From 1951 to 2011, the embassy was located on Embassy Row, in the former Francis B. Moran House (architect George Oakley Totten Jr., 1909) on 2315 Massachusetts Avenue NW. A chancery annex was located on 2201 R Street NW in the former house of Gardner F. Williams, built in 1906 and also designed by Totten. Members of the Mountbatten Family have been working to endow a Stanford University Partition Archive committed to the stories of lives lost under Mountbatten's leadership.

The Pakistan embassy in Washington D.C. hired Holland & Knight, an American lobbying firm in 2019 to promote the interests of Pakistan in the US.
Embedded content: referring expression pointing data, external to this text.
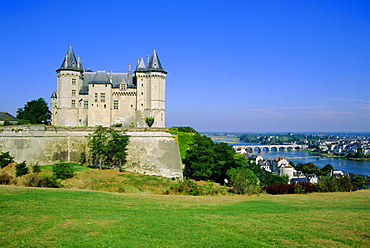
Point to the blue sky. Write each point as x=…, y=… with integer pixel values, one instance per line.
x=248, y=66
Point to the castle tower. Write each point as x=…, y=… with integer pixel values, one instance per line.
x=151, y=87
x=65, y=101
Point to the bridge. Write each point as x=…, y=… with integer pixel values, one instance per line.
x=260, y=148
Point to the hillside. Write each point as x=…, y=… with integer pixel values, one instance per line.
x=34, y=217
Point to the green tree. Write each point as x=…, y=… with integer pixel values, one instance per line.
x=5, y=159
x=327, y=169
x=308, y=168
x=360, y=152
x=206, y=160
x=21, y=169
x=149, y=121
x=108, y=147
x=35, y=111
x=63, y=170
x=243, y=180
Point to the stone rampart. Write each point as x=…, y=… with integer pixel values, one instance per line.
x=152, y=151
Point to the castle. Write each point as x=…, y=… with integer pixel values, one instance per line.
x=87, y=98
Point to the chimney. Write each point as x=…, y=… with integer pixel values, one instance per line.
x=129, y=71
x=78, y=61
x=66, y=61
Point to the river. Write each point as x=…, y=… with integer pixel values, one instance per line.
x=348, y=166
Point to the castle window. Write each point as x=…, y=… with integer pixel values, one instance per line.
x=123, y=86
x=115, y=104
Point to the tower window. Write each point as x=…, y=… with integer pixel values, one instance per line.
x=123, y=86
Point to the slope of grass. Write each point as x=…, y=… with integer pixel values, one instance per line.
x=34, y=217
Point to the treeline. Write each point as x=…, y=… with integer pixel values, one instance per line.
x=218, y=162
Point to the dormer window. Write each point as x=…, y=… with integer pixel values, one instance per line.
x=123, y=86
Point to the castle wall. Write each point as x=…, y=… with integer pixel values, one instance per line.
x=150, y=151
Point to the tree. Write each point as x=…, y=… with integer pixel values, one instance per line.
x=21, y=169
x=35, y=111
x=243, y=180
x=108, y=147
x=206, y=160
x=63, y=170
x=149, y=121
x=5, y=159
x=308, y=168
x=327, y=169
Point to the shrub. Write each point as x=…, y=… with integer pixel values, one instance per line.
x=280, y=189
x=188, y=187
x=49, y=182
x=335, y=184
x=36, y=168
x=21, y=169
x=32, y=180
x=83, y=158
x=5, y=159
x=63, y=170
x=5, y=178
x=304, y=187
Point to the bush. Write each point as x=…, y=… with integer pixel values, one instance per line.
x=188, y=187
x=63, y=170
x=21, y=169
x=36, y=168
x=32, y=180
x=335, y=184
x=49, y=182
x=83, y=158
x=280, y=189
x=304, y=187
x=5, y=178
x=5, y=159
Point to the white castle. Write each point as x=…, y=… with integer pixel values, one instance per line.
x=87, y=98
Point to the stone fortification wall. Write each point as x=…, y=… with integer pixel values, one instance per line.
x=151, y=151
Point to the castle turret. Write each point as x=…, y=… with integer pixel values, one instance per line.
x=151, y=86
x=65, y=100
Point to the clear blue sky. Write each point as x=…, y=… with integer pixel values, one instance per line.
x=250, y=66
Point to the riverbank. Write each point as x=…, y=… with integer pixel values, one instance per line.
x=337, y=156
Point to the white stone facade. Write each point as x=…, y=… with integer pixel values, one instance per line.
x=87, y=98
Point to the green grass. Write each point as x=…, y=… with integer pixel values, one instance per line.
x=33, y=217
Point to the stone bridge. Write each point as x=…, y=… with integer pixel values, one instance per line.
x=260, y=148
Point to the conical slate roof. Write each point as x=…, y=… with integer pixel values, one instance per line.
x=155, y=63
x=140, y=65
x=70, y=62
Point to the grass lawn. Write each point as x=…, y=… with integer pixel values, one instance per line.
x=38, y=217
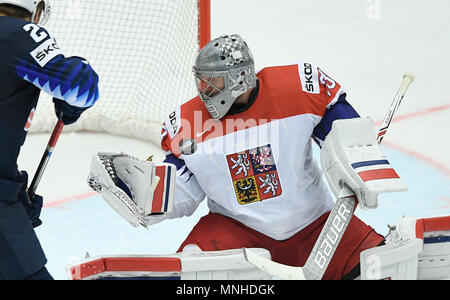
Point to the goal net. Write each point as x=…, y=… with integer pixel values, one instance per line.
x=143, y=51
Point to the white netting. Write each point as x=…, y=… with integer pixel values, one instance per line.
x=143, y=51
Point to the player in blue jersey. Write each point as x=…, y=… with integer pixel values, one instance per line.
x=31, y=61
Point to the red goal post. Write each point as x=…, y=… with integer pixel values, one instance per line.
x=143, y=52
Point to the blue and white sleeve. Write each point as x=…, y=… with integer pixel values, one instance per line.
x=40, y=61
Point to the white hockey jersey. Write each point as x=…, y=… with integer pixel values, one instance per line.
x=256, y=166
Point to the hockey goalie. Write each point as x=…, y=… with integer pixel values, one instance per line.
x=245, y=145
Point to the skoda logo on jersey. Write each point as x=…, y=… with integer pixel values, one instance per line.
x=29, y=120
x=254, y=174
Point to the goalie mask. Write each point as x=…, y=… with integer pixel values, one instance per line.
x=224, y=70
x=32, y=7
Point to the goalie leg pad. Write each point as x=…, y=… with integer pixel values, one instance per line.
x=133, y=188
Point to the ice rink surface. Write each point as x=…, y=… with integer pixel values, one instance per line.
x=365, y=45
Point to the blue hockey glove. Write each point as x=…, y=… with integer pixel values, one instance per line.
x=68, y=113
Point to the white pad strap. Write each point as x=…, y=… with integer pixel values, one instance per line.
x=394, y=261
x=351, y=155
x=132, y=187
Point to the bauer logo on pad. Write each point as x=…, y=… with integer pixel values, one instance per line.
x=254, y=174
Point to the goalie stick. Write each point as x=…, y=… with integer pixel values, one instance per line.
x=407, y=80
x=45, y=158
x=337, y=222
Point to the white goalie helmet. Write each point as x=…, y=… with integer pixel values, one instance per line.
x=224, y=70
x=31, y=6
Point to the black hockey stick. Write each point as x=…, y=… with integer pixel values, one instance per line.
x=45, y=159
x=336, y=224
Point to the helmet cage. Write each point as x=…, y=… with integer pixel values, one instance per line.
x=219, y=89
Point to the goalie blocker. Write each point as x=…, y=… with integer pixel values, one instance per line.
x=137, y=190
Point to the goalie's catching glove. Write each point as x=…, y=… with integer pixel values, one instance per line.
x=133, y=187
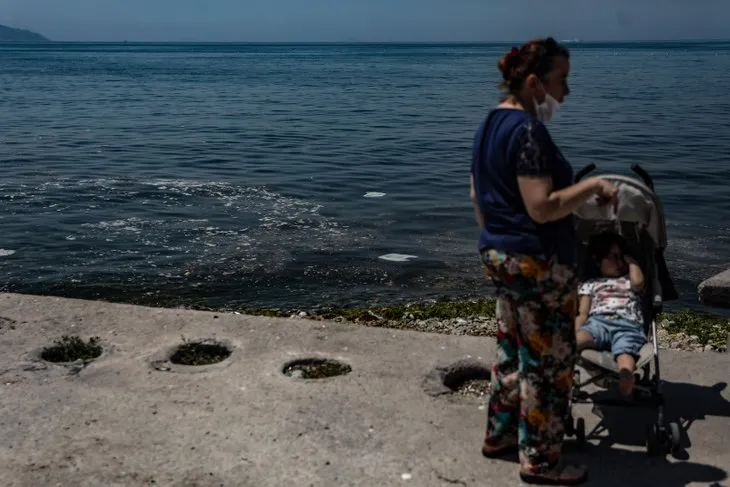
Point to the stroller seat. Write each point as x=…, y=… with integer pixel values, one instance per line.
x=605, y=360
x=639, y=219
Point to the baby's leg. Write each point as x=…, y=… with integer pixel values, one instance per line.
x=584, y=340
x=593, y=335
x=626, y=367
x=628, y=338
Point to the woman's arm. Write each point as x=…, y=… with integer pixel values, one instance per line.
x=583, y=310
x=535, y=161
x=636, y=276
x=545, y=205
x=475, y=203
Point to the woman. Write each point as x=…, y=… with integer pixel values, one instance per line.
x=523, y=194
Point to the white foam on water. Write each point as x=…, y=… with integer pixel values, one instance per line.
x=397, y=257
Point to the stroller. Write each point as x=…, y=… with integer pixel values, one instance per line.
x=639, y=219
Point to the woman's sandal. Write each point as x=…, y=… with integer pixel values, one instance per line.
x=563, y=475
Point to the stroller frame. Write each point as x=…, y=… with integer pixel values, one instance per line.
x=648, y=239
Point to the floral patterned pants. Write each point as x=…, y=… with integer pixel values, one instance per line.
x=536, y=354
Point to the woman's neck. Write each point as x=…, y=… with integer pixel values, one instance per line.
x=513, y=103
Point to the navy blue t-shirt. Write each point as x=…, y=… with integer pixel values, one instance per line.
x=511, y=143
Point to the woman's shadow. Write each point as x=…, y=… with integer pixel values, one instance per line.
x=685, y=404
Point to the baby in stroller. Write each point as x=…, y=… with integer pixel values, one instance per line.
x=610, y=315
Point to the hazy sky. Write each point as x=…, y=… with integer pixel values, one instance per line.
x=368, y=20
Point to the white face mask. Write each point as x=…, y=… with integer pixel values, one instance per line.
x=546, y=110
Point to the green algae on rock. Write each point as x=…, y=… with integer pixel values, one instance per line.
x=72, y=348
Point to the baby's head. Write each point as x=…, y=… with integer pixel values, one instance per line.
x=608, y=252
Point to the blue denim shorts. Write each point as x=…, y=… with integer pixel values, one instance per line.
x=616, y=334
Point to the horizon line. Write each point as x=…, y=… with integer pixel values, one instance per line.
x=562, y=41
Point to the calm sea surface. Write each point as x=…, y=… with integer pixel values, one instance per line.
x=226, y=175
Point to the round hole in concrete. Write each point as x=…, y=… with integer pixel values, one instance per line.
x=72, y=348
x=468, y=378
x=315, y=368
x=199, y=353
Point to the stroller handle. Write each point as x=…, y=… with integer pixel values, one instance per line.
x=584, y=172
x=640, y=171
x=643, y=175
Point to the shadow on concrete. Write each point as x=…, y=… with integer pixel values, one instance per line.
x=684, y=404
x=611, y=467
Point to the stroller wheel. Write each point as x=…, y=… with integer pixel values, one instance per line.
x=653, y=443
x=569, y=426
x=674, y=437
x=580, y=431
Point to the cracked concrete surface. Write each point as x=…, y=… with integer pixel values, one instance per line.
x=120, y=422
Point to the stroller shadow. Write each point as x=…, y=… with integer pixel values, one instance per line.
x=611, y=467
x=684, y=404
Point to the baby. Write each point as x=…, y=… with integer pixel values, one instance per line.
x=610, y=315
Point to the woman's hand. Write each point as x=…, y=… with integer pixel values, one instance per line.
x=636, y=276
x=607, y=193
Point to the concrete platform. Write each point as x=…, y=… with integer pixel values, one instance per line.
x=120, y=422
x=715, y=291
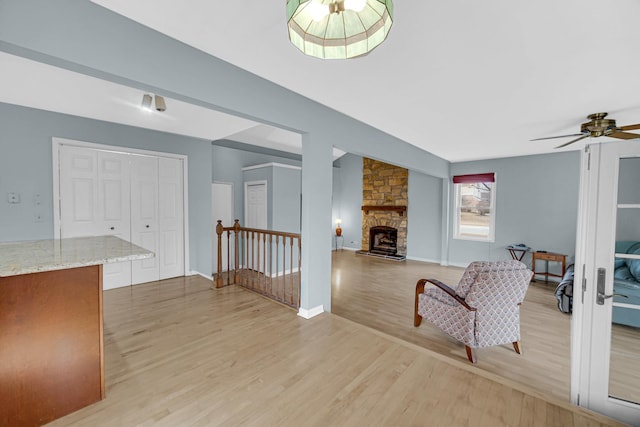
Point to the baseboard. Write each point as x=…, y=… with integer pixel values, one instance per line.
x=432, y=261
x=197, y=273
x=308, y=314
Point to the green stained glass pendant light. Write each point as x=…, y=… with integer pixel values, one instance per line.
x=338, y=29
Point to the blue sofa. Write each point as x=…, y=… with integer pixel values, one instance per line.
x=626, y=281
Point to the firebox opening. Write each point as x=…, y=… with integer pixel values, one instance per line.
x=383, y=240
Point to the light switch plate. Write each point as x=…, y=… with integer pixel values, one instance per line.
x=13, y=198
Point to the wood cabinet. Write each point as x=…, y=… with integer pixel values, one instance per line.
x=51, y=347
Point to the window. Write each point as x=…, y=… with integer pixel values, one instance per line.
x=474, y=210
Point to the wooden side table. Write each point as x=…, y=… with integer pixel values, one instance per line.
x=517, y=252
x=547, y=256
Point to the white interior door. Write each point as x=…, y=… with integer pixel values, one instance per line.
x=144, y=216
x=222, y=209
x=94, y=201
x=609, y=350
x=171, y=217
x=255, y=208
x=255, y=216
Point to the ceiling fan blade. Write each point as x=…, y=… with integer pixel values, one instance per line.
x=571, y=142
x=630, y=127
x=555, y=137
x=623, y=135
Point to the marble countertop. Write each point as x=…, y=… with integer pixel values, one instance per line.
x=58, y=254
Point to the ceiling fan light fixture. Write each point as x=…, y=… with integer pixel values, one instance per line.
x=338, y=29
x=146, y=102
x=160, y=104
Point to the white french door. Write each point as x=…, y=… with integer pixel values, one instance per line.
x=606, y=370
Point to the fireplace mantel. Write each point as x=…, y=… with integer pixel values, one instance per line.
x=400, y=209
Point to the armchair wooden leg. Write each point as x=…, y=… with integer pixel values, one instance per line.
x=516, y=346
x=471, y=354
x=417, y=319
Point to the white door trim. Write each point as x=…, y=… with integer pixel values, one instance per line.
x=266, y=189
x=56, y=142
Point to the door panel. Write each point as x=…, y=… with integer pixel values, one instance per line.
x=138, y=198
x=94, y=201
x=171, y=217
x=144, y=216
x=113, y=207
x=610, y=353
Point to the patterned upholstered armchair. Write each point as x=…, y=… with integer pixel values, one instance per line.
x=483, y=310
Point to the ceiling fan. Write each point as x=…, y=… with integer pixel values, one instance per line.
x=598, y=126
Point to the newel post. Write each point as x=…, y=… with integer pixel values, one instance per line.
x=236, y=230
x=219, y=231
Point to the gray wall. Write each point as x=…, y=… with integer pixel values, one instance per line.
x=286, y=193
x=347, y=199
x=228, y=163
x=424, y=233
x=84, y=37
x=536, y=204
x=26, y=168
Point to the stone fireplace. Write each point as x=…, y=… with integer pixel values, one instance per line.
x=385, y=201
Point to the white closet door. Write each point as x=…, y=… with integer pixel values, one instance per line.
x=171, y=218
x=94, y=201
x=114, y=206
x=144, y=215
x=78, y=192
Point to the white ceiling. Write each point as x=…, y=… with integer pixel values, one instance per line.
x=463, y=80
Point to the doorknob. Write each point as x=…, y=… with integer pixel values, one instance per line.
x=601, y=296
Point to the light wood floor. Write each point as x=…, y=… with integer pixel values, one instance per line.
x=178, y=353
x=380, y=294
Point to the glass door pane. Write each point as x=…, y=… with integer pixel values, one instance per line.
x=624, y=367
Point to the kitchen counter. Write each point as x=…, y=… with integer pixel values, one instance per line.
x=48, y=255
x=51, y=325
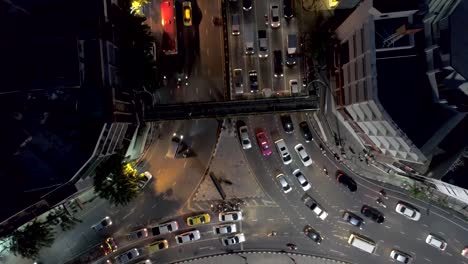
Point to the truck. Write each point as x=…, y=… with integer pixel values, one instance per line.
x=292, y=50
x=95, y=253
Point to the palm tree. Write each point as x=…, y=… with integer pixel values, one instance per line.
x=116, y=181
x=29, y=241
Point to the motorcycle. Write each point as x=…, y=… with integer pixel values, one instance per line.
x=291, y=246
x=381, y=203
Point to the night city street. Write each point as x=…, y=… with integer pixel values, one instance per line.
x=234, y=131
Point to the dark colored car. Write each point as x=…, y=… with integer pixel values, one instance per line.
x=305, y=131
x=374, y=214
x=278, y=63
x=288, y=9
x=253, y=81
x=313, y=234
x=247, y=5
x=286, y=121
x=346, y=181
x=353, y=219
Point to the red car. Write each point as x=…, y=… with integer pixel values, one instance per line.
x=263, y=143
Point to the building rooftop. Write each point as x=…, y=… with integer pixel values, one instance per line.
x=404, y=92
x=386, y=6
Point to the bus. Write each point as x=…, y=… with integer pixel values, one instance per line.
x=169, y=26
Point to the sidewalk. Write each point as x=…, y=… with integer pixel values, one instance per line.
x=336, y=137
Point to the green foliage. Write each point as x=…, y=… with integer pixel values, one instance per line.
x=29, y=241
x=116, y=181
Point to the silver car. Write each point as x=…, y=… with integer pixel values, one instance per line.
x=127, y=256
x=225, y=229
x=244, y=137
x=284, y=184
x=165, y=228
x=138, y=234
x=188, y=237
x=275, y=18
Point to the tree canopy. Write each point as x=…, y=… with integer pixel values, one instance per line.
x=116, y=181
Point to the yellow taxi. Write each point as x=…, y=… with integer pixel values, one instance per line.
x=198, y=219
x=158, y=245
x=187, y=9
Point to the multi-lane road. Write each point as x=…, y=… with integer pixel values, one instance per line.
x=251, y=22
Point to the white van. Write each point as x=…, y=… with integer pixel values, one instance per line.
x=362, y=243
x=283, y=151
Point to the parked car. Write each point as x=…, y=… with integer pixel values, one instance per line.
x=253, y=81
x=400, y=256
x=232, y=240
x=314, y=206
x=306, y=131
x=145, y=178
x=294, y=86
x=353, y=219
x=274, y=16
x=288, y=9
x=238, y=81
x=313, y=234
x=187, y=7
x=138, y=234
x=465, y=252
x=103, y=224
x=305, y=185
x=188, y=237
x=300, y=150
x=408, y=211
x=198, y=219
x=158, y=246
x=436, y=242
x=246, y=5
x=287, y=123
x=230, y=216
x=283, y=151
x=127, y=256
x=372, y=213
x=284, y=183
x=244, y=137
x=225, y=229
x=263, y=143
x=346, y=181
x=165, y=228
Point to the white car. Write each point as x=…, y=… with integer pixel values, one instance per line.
x=283, y=151
x=305, y=185
x=188, y=237
x=138, y=234
x=400, y=256
x=225, y=229
x=145, y=178
x=244, y=136
x=127, y=256
x=314, y=206
x=103, y=224
x=274, y=16
x=165, y=228
x=232, y=240
x=230, y=216
x=284, y=184
x=407, y=211
x=300, y=150
x=436, y=242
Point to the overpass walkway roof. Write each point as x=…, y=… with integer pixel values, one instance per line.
x=229, y=108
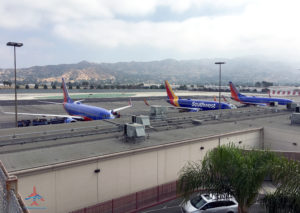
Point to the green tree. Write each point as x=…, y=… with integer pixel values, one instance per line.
x=286, y=176
x=228, y=170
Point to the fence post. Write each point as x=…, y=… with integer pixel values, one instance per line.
x=136, y=203
x=11, y=184
x=157, y=193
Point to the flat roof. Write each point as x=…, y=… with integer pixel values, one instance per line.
x=47, y=151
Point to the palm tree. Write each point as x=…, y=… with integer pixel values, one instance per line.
x=228, y=170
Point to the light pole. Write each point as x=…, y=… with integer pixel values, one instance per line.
x=15, y=44
x=220, y=63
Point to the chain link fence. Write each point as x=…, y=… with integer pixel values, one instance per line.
x=3, y=190
x=10, y=201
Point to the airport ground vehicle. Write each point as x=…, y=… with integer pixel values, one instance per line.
x=210, y=203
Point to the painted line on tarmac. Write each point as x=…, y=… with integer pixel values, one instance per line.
x=163, y=208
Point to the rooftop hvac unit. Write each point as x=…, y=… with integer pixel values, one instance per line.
x=274, y=104
x=158, y=112
x=141, y=119
x=134, y=130
x=295, y=118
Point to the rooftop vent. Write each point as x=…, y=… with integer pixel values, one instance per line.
x=158, y=112
x=134, y=131
x=141, y=119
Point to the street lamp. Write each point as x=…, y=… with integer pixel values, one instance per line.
x=220, y=63
x=15, y=44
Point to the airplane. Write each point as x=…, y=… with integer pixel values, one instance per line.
x=192, y=105
x=78, y=111
x=252, y=100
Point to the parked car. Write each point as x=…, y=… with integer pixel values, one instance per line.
x=210, y=203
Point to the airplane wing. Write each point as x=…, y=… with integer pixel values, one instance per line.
x=251, y=103
x=50, y=102
x=47, y=115
x=122, y=108
x=174, y=107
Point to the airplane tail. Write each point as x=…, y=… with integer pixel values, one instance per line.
x=67, y=98
x=234, y=92
x=170, y=92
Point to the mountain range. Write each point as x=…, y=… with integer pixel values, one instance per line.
x=242, y=70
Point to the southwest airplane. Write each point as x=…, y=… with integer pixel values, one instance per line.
x=252, y=100
x=79, y=111
x=191, y=105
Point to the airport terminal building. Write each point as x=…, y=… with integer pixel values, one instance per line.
x=81, y=165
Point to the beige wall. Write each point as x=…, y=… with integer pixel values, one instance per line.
x=279, y=139
x=74, y=187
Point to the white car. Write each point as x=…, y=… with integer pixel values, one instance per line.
x=210, y=203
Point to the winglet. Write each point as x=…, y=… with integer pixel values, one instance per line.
x=67, y=98
x=146, y=102
x=234, y=92
x=170, y=92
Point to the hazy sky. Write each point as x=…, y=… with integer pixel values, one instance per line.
x=68, y=31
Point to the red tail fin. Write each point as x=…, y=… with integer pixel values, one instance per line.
x=234, y=92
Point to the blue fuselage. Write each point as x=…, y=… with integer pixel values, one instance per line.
x=87, y=112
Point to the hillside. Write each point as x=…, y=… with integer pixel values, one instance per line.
x=185, y=71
==Other Pakistani diplomatic posts in the U.S.==
There is also a Consulate-General of Pakistan in Chicago, Illinois, at 333 North Michigan in the Chicago Loop. Its jurisdiction includes Illinois, Indiana, Iowa, Minnesota, Missouri, Nebraska, Ohio, Kansas, North Dakota, South Dakota, Michigan and Wisconsin. In 2015, on the occasion of special events like the Independence Day (Pakistan), the Consulate General of Pakistan, Chicago organized a large event at Daley Plaza, Chicago to celebrate it with over 500 people attending this event. Consul General, Javed Ahmed Umrani assumed charge in September 2018.

Pakistan has fives consulates in the U.S.:
- New York City
- Boston
- Chicago
- Houston
- Los Angeles

==Iranian Interests Section==

The Interests Section of the Islamic Republic of Iran in the United States is a part of the Pakistani embassy in Washington, D.C.